Step S12, carrying out first random disorder recognition on the sub-strings in the first character string which are segmented according to the target sub-string length and the sub-strings in the second character string which are segmented according to the target sub-string length, and obtaining a corresponding recognition result.
Specifically, the substring length may refer to the number of minimum constituent units included in the substring. For example, the substring split from the character string "I like playing video games" by the length 2 may be "I like", "like playing", "video games", or the like.
In this embodiment, the target string length is denoted by k, and the initial value of k is 1. When the first random disorder pair identification is performed, the sub-strings in the first character string and the sub-strings of the second character string can be compared, the same sub-string pair is identified as a random disorder pair, and the different sub-string pair is identified as a non-random disorder pair. In short, when the first random disorder is identified, each minimum constituent unit in the first character string is respectively compared with each minimum constituent unit in the second character string in an identical manner. If the two minimum constituent units are identical, identifying the two minimum constituent units as random out-of-order pairs; if the two minimum constituent units are not identical, then the two minimum constituent units are identified as non-random out-of-order pairs.

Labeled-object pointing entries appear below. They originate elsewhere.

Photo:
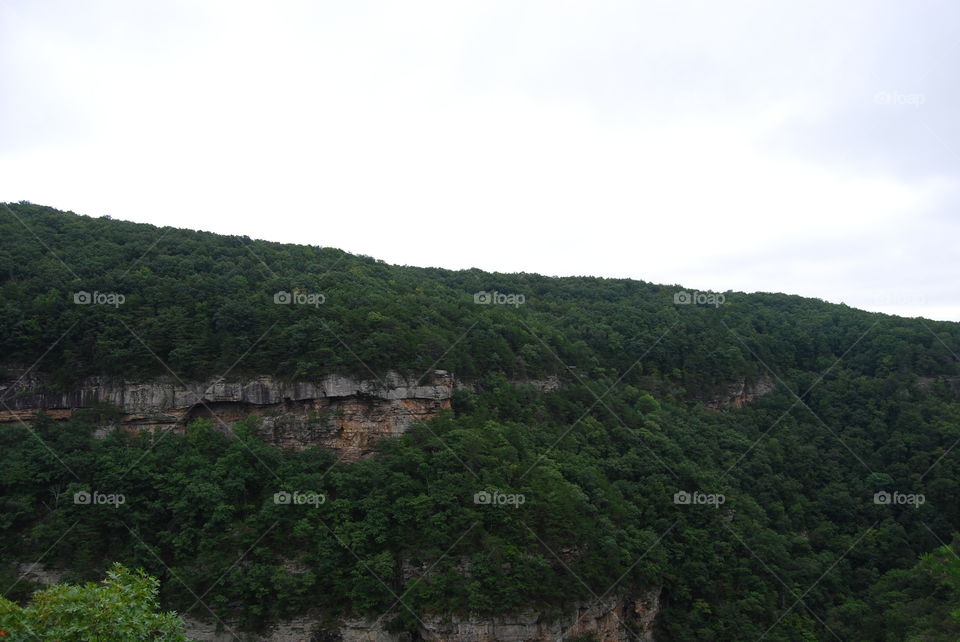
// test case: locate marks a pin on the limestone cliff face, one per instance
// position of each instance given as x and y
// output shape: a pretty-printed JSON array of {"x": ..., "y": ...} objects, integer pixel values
[
  {"x": 345, "y": 414},
  {"x": 612, "y": 619},
  {"x": 741, "y": 393}
]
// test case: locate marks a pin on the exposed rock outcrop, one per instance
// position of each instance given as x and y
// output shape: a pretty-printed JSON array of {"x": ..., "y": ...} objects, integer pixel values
[
  {"x": 345, "y": 414},
  {"x": 612, "y": 619},
  {"x": 741, "y": 393}
]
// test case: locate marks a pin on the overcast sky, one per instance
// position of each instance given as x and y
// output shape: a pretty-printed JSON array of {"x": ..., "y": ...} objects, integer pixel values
[{"x": 809, "y": 147}]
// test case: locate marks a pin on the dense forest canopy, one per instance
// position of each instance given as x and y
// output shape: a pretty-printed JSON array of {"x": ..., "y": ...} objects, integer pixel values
[{"x": 814, "y": 537}]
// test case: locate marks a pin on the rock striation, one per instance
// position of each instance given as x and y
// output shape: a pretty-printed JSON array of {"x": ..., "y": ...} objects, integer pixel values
[{"x": 342, "y": 413}]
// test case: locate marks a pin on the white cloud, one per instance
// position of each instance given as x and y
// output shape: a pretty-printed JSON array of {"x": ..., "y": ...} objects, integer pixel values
[{"x": 557, "y": 138}]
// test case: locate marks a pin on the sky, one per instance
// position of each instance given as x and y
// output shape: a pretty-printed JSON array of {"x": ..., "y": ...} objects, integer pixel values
[{"x": 810, "y": 147}]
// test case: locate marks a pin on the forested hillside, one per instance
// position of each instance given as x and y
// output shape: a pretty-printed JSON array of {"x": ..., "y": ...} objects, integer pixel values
[{"x": 820, "y": 510}]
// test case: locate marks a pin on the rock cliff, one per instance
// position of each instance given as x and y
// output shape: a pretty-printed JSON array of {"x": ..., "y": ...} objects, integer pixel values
[
  {"x": 345, "y": 414},
  {"x": 741, "y": 393},
  {"x": 612, "y": 619}
]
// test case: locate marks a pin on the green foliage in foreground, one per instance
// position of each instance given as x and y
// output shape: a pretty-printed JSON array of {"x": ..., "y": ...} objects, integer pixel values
[
  {"x": 862, "y": 404},
  {"x": 122, "y": 608},
  {"x": 199, "y": 513}
]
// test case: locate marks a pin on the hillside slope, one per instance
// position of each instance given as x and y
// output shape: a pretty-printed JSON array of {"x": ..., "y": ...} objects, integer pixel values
[{"x": 740, "y": 465}]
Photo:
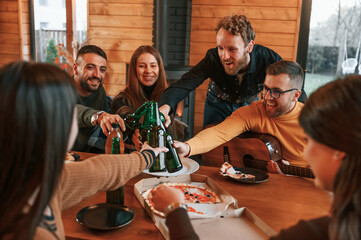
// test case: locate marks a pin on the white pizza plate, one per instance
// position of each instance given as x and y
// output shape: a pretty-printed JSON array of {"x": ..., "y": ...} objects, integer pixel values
[{"x": 189, "y": 166}]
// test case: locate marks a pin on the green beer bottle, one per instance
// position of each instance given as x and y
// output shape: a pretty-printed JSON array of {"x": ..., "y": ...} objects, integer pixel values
[
  {"x": 145, "y": 128},
  {"x": 157, "y": 138},
  {"x": 173, "y": 162},
  {"x": 115, "y": 140}
]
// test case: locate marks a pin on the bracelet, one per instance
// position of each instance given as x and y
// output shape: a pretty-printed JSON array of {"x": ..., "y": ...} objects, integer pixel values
[
  {"x": 175, "y": 206},
  {"x": 94, "y": 118}
]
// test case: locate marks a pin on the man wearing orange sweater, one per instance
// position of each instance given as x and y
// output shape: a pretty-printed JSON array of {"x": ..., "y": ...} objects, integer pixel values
[{"x": 276, "y": 114}]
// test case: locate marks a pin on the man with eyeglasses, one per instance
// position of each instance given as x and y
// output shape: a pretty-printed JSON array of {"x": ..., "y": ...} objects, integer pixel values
[
  {"x": 276, "y": 114},
  {"x": 93, "y": 105}
]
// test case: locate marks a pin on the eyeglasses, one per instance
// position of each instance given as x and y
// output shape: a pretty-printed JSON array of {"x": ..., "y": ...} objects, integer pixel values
[{"x": 274, "y": 92}]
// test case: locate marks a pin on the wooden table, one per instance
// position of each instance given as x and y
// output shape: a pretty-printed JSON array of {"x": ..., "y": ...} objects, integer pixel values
[{"x": 280, "y": 202}]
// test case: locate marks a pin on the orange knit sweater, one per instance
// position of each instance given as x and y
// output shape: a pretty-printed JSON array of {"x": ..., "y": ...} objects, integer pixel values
[{"x": 254, "y": 118}]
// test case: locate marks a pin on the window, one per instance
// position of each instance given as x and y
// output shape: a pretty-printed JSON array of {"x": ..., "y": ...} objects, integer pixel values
[
  {"x": 333, "y": 42},
  {"x": 44, "y": 25},
  {"x": 43, "y": 2}
]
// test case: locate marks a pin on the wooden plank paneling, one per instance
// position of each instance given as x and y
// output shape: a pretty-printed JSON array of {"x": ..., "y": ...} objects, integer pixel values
[
  {"x": 275, "y": 22},
  {"x": 121, "y": 1},
  {"x": 260, "y": 3},
  {"x": 9, "y": 28},
  {"x": 120, "y": 33},
  {"x": 121, "y": 21},
  {"x": 260, "y": 13},
  {"x": 10, "y": 49},
  {"x": 121, "y": 9},
  {"x": 120, "y": 45},
  {"x": 8, "y": 17},
  {"x": 8, "y": 6}
]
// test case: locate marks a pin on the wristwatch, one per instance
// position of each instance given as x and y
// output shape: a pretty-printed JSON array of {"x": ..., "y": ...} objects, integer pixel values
[
  {"x": 94, "y": 118},
  {"x": 174, "y": 206}
]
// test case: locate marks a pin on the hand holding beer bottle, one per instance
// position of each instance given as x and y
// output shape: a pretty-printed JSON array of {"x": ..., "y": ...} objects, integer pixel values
[{"x": 115, "y": 145}]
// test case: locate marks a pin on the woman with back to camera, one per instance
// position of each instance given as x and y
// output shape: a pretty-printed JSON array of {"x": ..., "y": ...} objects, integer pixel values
[
  {"x": 146, "y": 81},
  {"x": 38, "y": 125},
  {"x": 331, "y": 119}
]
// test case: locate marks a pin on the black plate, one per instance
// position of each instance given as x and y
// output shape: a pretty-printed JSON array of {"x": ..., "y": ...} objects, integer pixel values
[
  {"x": 261, "y": 176},
  {"x": 76, "y": 156},
  {"x": 105, "y": 216}
]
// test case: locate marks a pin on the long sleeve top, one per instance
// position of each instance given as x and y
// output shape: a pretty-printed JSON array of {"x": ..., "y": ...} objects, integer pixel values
[
  {"x": 88, "y": 106},
  {"x": 254, "y": 118},
  {"x": 83, "y": 179}
]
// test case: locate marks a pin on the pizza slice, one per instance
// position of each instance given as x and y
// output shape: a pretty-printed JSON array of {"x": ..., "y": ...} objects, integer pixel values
[{"x": 192, "y": 194}]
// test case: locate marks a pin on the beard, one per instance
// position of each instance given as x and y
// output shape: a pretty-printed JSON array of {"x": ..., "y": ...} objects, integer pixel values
[
  {"x": 274, "y": 109},
  {"x": 238, "y": 65},
  {"x": 84, "y": 84}
]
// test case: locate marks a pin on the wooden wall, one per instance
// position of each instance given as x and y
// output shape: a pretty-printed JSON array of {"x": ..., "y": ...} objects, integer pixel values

Specifically, the recognition result may be stored by an array dp [ i ] [ j ] [ k ]. dp [ i ] [ j ] [ k ] represents a recognition result obtained by randomly recognizing, in order from left to right, a sub-string split from the i-th minimum constituent unit of the first string according to the target string length k and a sub-string split from the j-th minimum constituent unit of the second string according to the target string length k. In computer programming, the sequence numbers start at 0, so i ranges from 0 to m-1, and j ranges from 0 to n-1.m represents the length of the first string and n represents the length of the second string. In the first random out-of-order pair identification, the value of k is 1. For example, assuming that the first string is "I like playing video games" and the second string is "video games playing I like", in the first random out-of-order pair identification, the following identification result may be obtained:
dp[0][0][1]=0,dp[0][1][1]=0,dp[0][2][1]=0,dp[0][3][1]=1,
……
dp[1][0][1]=0,dp[1][1][1]=0,dp[1][2][1]=0,dp[1][3][1]=0,
……
dp[4][4][1]=0
in the above examples, 0 represents a non-random pair of disorder and 1 represents a random pair of disorder. Such as:
dp [0] [0] [1] =0 means that the sub-string (i.e. I) segmented according to the target string length 1 from the 0 th minimum constituent unit of the first string and the sub-string (i.e. video) segmented according to the target string length 1 from the 0 th minimum constituent unit of the second string are subjected to random disorder pair identification, and then the identification result is that the two sub-strings (i.e. I and video) are subjected to non-random disorder pair identification;
dp [0] [3] [1] =1 represents that the sub-string (i.e., I) to be split according to the target string length 1 from the 0 th minimum constituent unit of the first string and the sub-string (i.e., I) to be split according to the target string length 1 from the 3 rd minimum constituent unit of the second string are randomly disordered pair-recognized, and the recognition result is that the two sub-strings (i.e., I and I) are randomly disordered pairs.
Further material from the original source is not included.